Write a Helm chart for an application#

Argo CD manages applications in the Rubin Science Platform through a set of Helm charts. Which Helm charts to deploy in a given environment is controlled by the values.yaml and values-environment.yaml files in /environments.

The applications directory defines templates in its templates directory and values to resolve those templates in values.yaml and values-environment.yaml files to customize the application for each environment. For first-party charts, the templates directory is generally richly populated.

Here are instructions for writing a Helm chart for a newly-developed application. If you are using an external third-party chart to deploy part of the application, also see Adding an external Helm chart.

In some cases where there is a lot of internal duplication between multiple Phalanx applications, those applications should share a subchart that encapsulates that duplication. See Sharing subcharts between applications if you think that may be the case for your application.

Start from a template#

Ensure that your local Phalanx development environment is set up following the instructions in Setting up a Phalanx development environment.

Then, create the files for the new application, including the start of a Helm chart:

phalanx application create <application>

Replace <application> with the name of your new application, which will double as the name of the Helm chart. The application name must start with a lowercase letter and consist of lowercase letters, numbers, and hyphen (-).

By default, this will create a Helm chart for a FastAPI web service. Use the --starter flag to specify a different Helm chart starter. There are two options:

web-service

Use this starter if the new Helm application is a web service, such as a new Safir FastAPI service. This is the default.

empty

Use this starter for any other type of application. This will create an empty Helm chart, to which you can add resources or external charts.

You will be prompted for a short description of the application. Keep it succinct, ideally just a few words, and do not add a period at the end.

Write the Chart.yaml#

After the previous step, there will be a new Helm chart for your application in applications/application. A basic Chart.yaml was created by phalanx application create. A few additional fields need to be filled out.

Chart versioning#

For charts that deploy a Rubin-developed application, set appVersion to the application’s Docker image tag (which is typically the version tag). For charts that do not deploy an application (for example, charts that are only used to manage subcharts as described in Adding an external Helm chart), delete the appVersion field.

Note

The chart also has a version field, which will be set to 1.0.0. This field does not need to be changed. The top level of charts defined in the applications directory are used only by Argo CD and are never published as stand-alone Helm charts.
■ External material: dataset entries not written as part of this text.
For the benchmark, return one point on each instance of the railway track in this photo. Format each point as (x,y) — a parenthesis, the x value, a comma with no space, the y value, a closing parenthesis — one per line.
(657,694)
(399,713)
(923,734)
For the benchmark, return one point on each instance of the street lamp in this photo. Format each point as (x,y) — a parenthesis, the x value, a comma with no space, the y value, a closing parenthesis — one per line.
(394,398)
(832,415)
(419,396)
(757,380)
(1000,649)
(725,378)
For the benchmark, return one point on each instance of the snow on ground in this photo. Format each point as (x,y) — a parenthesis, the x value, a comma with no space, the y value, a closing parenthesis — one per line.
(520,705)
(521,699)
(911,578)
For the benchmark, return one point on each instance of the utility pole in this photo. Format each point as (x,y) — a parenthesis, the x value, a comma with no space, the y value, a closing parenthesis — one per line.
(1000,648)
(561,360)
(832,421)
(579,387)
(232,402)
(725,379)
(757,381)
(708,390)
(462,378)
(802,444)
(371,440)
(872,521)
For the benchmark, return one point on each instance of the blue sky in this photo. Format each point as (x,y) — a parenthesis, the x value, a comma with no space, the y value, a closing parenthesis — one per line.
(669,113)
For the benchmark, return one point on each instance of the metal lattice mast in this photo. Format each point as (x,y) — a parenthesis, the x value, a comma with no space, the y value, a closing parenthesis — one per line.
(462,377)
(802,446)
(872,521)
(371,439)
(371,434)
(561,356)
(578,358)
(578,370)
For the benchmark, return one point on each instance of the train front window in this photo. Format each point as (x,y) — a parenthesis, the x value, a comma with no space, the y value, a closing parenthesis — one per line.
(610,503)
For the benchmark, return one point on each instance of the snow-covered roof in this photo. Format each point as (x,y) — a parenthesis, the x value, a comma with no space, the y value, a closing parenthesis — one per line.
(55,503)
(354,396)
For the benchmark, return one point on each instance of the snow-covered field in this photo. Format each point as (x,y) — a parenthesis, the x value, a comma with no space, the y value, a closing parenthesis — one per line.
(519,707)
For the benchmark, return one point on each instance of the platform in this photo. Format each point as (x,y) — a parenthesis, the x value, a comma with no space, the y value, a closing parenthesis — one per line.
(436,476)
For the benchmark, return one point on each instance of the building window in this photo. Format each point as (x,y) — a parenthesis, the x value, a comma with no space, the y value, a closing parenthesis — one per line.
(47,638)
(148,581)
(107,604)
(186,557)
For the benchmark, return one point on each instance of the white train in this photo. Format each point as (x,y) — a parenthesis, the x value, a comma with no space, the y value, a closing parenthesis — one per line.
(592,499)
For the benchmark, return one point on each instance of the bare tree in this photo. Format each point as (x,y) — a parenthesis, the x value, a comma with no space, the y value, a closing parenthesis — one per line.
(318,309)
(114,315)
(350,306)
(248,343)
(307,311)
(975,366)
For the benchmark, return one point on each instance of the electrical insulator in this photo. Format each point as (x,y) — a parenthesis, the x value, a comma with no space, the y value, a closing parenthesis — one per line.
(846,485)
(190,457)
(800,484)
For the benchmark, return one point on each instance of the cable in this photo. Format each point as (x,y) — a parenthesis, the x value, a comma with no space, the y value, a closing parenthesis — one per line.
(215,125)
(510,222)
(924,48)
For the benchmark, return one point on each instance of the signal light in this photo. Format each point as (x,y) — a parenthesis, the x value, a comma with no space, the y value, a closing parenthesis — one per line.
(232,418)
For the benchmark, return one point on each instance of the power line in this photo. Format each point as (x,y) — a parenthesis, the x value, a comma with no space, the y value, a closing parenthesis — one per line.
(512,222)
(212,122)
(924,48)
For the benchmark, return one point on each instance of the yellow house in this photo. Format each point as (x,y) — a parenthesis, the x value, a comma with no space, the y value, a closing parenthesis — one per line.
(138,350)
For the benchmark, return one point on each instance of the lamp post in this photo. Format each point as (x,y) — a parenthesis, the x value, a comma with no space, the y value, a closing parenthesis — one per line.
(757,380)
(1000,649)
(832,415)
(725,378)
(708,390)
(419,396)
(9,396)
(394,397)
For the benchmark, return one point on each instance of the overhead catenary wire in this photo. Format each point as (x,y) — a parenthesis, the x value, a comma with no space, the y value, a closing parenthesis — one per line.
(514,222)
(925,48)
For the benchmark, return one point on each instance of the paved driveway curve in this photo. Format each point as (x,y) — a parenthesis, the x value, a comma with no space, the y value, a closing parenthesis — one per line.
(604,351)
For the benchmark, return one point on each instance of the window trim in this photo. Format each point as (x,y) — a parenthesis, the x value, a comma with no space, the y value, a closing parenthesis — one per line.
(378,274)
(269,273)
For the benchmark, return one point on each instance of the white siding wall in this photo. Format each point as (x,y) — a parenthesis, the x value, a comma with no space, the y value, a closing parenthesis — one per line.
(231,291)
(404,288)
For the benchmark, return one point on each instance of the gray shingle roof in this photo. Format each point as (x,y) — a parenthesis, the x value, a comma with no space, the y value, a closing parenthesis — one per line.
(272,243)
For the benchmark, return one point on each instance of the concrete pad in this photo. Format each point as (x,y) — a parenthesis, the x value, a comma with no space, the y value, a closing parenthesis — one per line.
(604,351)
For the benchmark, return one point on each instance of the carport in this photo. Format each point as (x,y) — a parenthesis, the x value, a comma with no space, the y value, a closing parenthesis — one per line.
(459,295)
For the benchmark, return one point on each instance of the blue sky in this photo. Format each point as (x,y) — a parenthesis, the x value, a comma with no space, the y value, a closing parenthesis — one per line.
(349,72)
Their versions are therefore irrelevant, so we use 1.0.0 for all such charts.

Write the Kubernetes resource templates#

Put all Kubernetes resource templates that should be created by your chart in the templates subdirectory. See the Helm chart template developer’s guide for general instructions on how to write Helm templates.

Three aspects of writing a Helm chart are specific to Phalanx:

  • Some values will be automatically injected by Argo CD in the global.* namespace. See Values injected by Argo CD for more information.

  • All secrets must come from VaultSecret resources, not Kubernetes Secret resources. You should use the value of the global.vaultSecretsPath configuration option followed by a slash and the name of your application. Phalanx’s secret management requires that you use a Vault secret with exactly this name. global.vaultSecretsPath will be injected by Argo CD with the correct value for the environment in which your application is deployed. See Define the application secrets for more information about secrets.

  • Applications providing a web API should be protected by Gafaelfawr and require an appropriate scope. This normally means using a GafaelfawrIngress object rather than an Ingress object. If you use the web service starter, this is set up for you by the template using a GafaelfawrIngress resource in templates/ingress.yaml, but you will need to customize the scope required for access, and may need to add additional configuration. You will also need to customize the path under which your application should be served. See the Gafaelfawr documentation for more details.

/tmp#

The web-service starter creates a deployment with an entirely read-only file system. This is ideal for security, since it denies an attacker the ability to create new local files, which makes some attacks harder.

Some applications, however, need working scratch space. For those applications, you may need to mount a writable /tmp file system. Here is how to do that:

  1. Add a volumes section to the spec part of the Deployment (or add a new element one is not already there) that creates a volume for temporary files:

    deployment.yaml#
    volumes:
      - name: "tmp"
        emptyDir: {}
    
  2. Mount that volume by adding a volumeMounts section to the main container in the Deployment (or add it to the volume mounts if there already are others):

    deployment.yaml#
    volumeMounts:
      - name: "tmp"
        mountPath: "/tmp"
    

Warning

Files written to this temporary directory are stored in node ephemeral storage, which is shared between all pods running on that node. Writing excessive amounts of data to this directory may exhaust node resources and cause problems for other applications in the cluster.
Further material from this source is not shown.